The Case that a Bottom is Near
The first 100 days of new administration are ending
The honeymoon trial balloon period is coming to a close. Historically, the first 100 days of a new administration sees its policy proposals floating about. These trial balloons can be quite disruptive and audacious, but they mellow as the chances of them becoming legislation become clearer.
History of Year 1 Q1 of Presidential Cycle
The first quarter of Year 1 of the Presidential cycle tends to be quite volatile, according to Jeffrey Hirsh of Stock Trader’s Almanac. In fact, there is a decent track record over the last 20 years documenting this. In the following quarters, markets tend to rebound.
Interest Rates have fallen
Little noticed by many investors is that he 10-year bond now sits at 4.15%, down mightily from 4.85% in January. Might this boost the housing market? The rise in rates hit the real estate market hard but had little effect on overall economic growth.
Earnings are Coming
The period in between earning reports has seen investors focus on geopolitical events while distracting attention from the most important factor in stocks: their earnings. Analysts will employ more guesswork in their estimates compared to past years as the tariff effects are unknowable at this point. Expect companies to sandbag estimates more regularly, meaning the recent round of earnings revisions may be too bearish.
Sentiment is historically negative
Headlines are gloomy. The AAII Bearish Sentiment hit a lofty 61% recently. Readings like this have been solid contrarian indicators in the past. Meanwhile, the ‘Magazine Cover Indicator’ is on full display.
Short-term Technicals are washed out
The HILO index recently made a higher bottom and is thus gets closer to improving to Bull Confirmed status, which would occur if the next column of X’s exceeds the one before it. Please see my commentary from last week regarding what a healthy bottom in this indicator would look like.

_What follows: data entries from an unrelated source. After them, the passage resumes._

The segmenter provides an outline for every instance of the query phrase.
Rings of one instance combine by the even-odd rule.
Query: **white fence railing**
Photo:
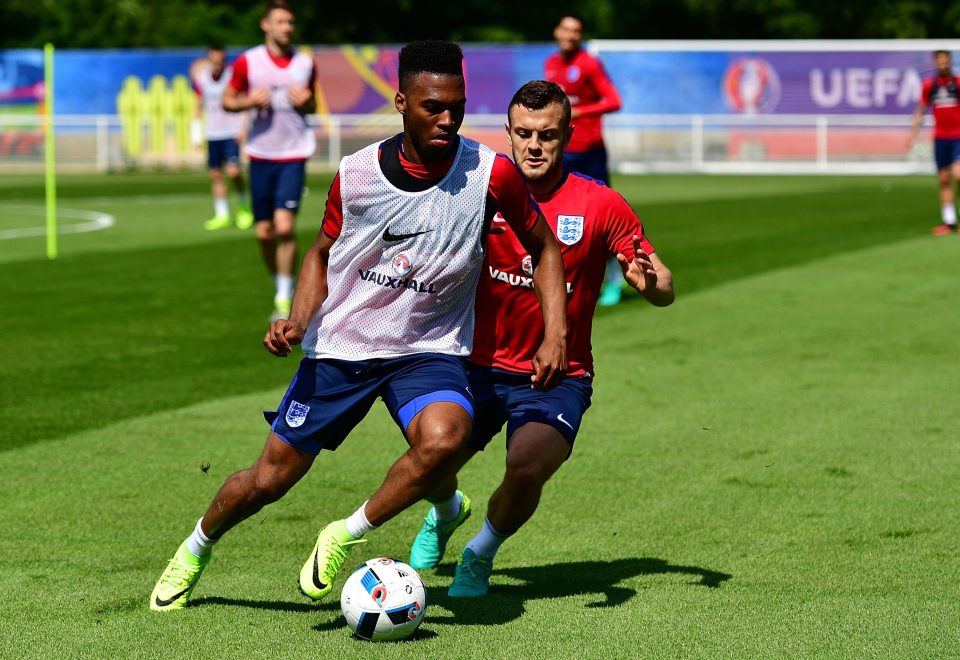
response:
[[[462,133],[505,151],[501,115],[468,115]],[[159,146],[125,153],[117,116],[57,116],[57,167],[109,172],[130,168],[199,169],[201,147],[175,148],[172,127]],[[334,169],[340,158],[401,130],[400,117],[311,117],[313,162]],[[910,117],[890,115],[610,115],[605,120],[610,165],[617,172],[758,174],[911,174],[933,171],[930,118],[913,149]],[[43,117],[0,115],[0,170],[43,166]],[[144,136],[149,127],[142,128]],[[144,144],[149,145],[145,138]]]

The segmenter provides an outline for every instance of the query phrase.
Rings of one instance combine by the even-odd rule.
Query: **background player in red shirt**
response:
[[[960,180],[960,84],[953,75],[950,52],[933,54],[937,75],[923,81],[920,102],[913,113],[908,148],[913,146],[928,107],[933,108],[933,151],[940,181],[940,215],[943,222],[933,228],[936,236],[957,231],[957,209],[953,205],[953,180]]]
[[[553,36],[560,52],[547,58],[544,77],[560,85],[570,98],[573,125],[577,128],[563,152],[563,164],[568,170],[610,185],[607,147],[603,143],[603,115],[620,109],[620,94],[600,60],[581,48],[583,18],[574,13],[564,14]],[[607,263],[600,304],[616,305],[620,302],[620,294],[620,268],[611,259]]]
[[[295,17],[286,0],[269,0],[260,28],[264,43],[233,63],[223,108],[246,112],[250,197],[263,261],[274,277],[271,320],[290,315],[297,265],[295,220],[316,137],[306,115],[317,110],[313,57],[293,46]]]
[[[464,549],[449,595],[487,593],[493,556],[530,519],[544,484],[569,457],[590,406],[593,357],[590,331],[607,255],[622,277],[657,306],[673,302],[673,277],[643,234],[640,220],[618,193],[570,172],[570,104],[547,81],[532,81],[510,102],[507,134],[513,158],[547,224],[556,233],[567,277],[566,377],[548,392],[530,388],[531,359],[543,333],[531,288],[529,256],[516,237],[491,233],[487,272],[477,289],[477,325],[470,356],[476,418],[466,463],[507,425],[507,468],[487,506],[483,528]],[[453,531],[470,515],[470,500],[454,476],[427,498],[434,508],[413,543],[410,564],[436,566]]]

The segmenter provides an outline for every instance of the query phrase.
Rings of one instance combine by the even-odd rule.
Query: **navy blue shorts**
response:
[[[226,165],[240,162],[240,145],[233,138],[207,141],[207,167],[218,170]]]
[[[253,201],[253,217],[258,222],[273,220],[274,209],[286,209],[296,214],[300,210],[306,173],[307,163],[302,160],[292,163],[251,160],[250,197]]]
[[[563,152],[563,166],[573,172],[580,172],[591,179],[610,182],[610,172],[607,171],[607,148],[591,149],[573,153]]]
[[[476,410],[467,447],[483,451],[504,423],[509,440],[527,422],[539,422],[557,429],[573,450],[573,441],[593,394],[589,380],[567,377],[552,390],[539,392],[530,387],[530,374],[473,364],[467,374]]]
[[[427,405],[457,403],[473,417],[466,358],[419,353],[388,360],[300,362],[276,412],[264,412],[288,445],[316,456],[334,450],[380,397],[400,430]]]
[[[938,170],[950,167],[960,160],[960,140],[934,140],[933,156]]]

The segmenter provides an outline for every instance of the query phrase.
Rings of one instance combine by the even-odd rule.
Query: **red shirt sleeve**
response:
[[[503,154],[493,161],[489,192],[496,210],[514,232],[528,231],[536,224],[540,207],[530,196],[520,170]]]
[[[640,248],[647,254],[654,252],[653,244],[643,235],[643,224],[630,204],[619,193],[607,188],[604,218],[604,234],[607,250],[610,254],[623,253],[627,259],[633,259],[633,237],[640,237]]]
[[[233,63],[233,76],[228,83],[230,89],[240,94],[246,94],[250,90],[249,71],[247,55],[244,53]]]
[[[330,192],[327,193],[327,205],[323,210],[323,222],[320,225],[323,233],[336,240],[340,238],[343,229],[343,198],[340,195],[340,173],[333,177]]]
[[[616,112],[623,105],[623,102],[620,100],[620,93],[607,75],[606,69],[603,68],[603,62],[595,57],[588,61],[590,62],[590,80],[593,82],[593,88],[597,91],[600,99],[595,103],[578,105],[577,112],[580,113],[581,117]]]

At the same time, the % of stocks above their Ten Week (50 Day) Moving Average bounced off their recent lows (matching those of November, December and January). Like the HILO, this short-term gauge could soon improve to Bull Confirmed Status from the current Bull Alert.

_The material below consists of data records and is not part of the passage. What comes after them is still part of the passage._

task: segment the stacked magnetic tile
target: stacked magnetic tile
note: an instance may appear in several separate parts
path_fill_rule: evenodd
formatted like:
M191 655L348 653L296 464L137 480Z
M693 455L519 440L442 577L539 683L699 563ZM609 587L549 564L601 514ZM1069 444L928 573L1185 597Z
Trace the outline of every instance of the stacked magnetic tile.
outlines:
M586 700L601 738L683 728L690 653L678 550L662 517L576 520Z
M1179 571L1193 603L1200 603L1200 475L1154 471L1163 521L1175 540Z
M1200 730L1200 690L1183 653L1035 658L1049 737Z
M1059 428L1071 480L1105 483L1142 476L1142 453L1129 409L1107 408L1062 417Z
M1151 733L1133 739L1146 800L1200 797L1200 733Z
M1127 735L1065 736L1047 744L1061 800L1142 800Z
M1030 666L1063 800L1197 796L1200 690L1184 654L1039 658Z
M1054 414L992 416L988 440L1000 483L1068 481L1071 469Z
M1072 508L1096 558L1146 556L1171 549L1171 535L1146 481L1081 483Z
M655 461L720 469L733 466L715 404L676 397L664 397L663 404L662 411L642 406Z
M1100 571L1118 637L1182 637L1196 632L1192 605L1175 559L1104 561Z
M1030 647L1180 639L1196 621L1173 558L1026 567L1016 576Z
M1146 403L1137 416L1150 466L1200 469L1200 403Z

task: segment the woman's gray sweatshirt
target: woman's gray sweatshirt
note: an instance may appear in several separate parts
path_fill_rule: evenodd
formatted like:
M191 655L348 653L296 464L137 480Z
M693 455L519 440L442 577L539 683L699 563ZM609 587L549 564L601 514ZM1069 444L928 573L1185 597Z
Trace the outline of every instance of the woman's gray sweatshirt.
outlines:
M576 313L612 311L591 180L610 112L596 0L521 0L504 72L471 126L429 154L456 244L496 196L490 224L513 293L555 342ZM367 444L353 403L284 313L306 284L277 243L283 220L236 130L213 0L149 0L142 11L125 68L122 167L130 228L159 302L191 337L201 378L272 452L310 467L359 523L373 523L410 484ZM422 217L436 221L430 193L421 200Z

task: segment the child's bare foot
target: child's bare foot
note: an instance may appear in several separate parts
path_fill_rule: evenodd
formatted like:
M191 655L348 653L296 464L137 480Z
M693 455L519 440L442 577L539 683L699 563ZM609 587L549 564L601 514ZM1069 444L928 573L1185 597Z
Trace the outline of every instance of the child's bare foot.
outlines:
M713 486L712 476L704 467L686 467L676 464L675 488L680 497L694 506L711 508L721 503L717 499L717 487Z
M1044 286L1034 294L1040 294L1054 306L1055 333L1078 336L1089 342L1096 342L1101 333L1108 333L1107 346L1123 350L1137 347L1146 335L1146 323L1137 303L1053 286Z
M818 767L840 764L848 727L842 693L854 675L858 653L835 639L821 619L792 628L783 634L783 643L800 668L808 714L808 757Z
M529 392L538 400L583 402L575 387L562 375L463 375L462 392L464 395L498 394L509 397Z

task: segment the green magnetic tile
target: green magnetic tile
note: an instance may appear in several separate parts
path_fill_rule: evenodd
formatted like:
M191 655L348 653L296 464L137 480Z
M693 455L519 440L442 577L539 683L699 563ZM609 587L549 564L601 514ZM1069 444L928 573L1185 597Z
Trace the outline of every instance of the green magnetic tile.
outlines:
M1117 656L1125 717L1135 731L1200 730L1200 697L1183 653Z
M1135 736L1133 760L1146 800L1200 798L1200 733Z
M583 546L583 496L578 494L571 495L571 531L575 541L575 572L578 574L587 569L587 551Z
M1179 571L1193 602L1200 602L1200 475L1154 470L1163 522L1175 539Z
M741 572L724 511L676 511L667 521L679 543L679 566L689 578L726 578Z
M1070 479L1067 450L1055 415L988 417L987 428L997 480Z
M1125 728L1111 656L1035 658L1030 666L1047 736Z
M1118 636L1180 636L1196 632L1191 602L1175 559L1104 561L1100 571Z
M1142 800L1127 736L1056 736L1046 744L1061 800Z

When these two indicators reverse into Bull Confirmed from such low levels, investors should take notice.
Maintaining a generally bullish posture toward the market is generally the winning view to hold. Maybe things are about to fall apart but because such moments in history are rare, I do actively look for green shoots and suspect we’ve seen the worst of the selloff.
That said, there is plenty for investors to argue about at present. Bull or bear: where do you stand today?